Un team di 6 americani della University of California ha scoperto che la crescita selettiva dello stelo verso una direzione determina il movimento del girasole. Al mattino il “viso” del girasole è rivolto ad Est, poi però continua a seguire il sole finché, di notte, non si orienta ancora per essere nella stessa posizione il mattino dopo. Ma vale solo per i nuovi fiori, perché quelli ormai maturi si bloccano verso Est; questo non sarebbe casuale perché avvantaggia gli impollinatori.

Sappiamo quindi che i girasoli si muovono, ma non sappiamo quale meccanismo ci sia alle spalle. Hagop S Atamian, l’autore principale del nuovo studio, si è concentrato su questo movimento naturale e ha condotto varie prove anche in laboratorio e con luce artificiale.

Uno dei risultati è che la temperatura risulta essere un fattore chiave.

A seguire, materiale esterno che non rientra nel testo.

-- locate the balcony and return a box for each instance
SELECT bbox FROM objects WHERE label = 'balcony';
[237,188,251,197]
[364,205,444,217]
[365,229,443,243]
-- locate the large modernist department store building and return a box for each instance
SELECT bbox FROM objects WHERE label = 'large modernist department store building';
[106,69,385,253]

I girasoli producono peraltro più olio seguendo il sole, proprio come alcuni impianti per produrre energia solare vengono realizzati con forme e disposizioni particolari dei pannelli per far sì che siano più esposti alla luce.

Un esempio: il “solar power tree” inaugurato da poco in India dal ministro per la Scienza Harsh Vardhan. Secondo Girish Sahni, DG del Council of Scientific and Industrial Research,potrebbe diventare un modulo rotante, dotato di un meccanismo motorizzato, che possa permettergli di seguire il sole durante il giorno. E, come i girasoli riescono a produrre più olio, l’impianto potrebbe generare più energia, fino al 15% in più.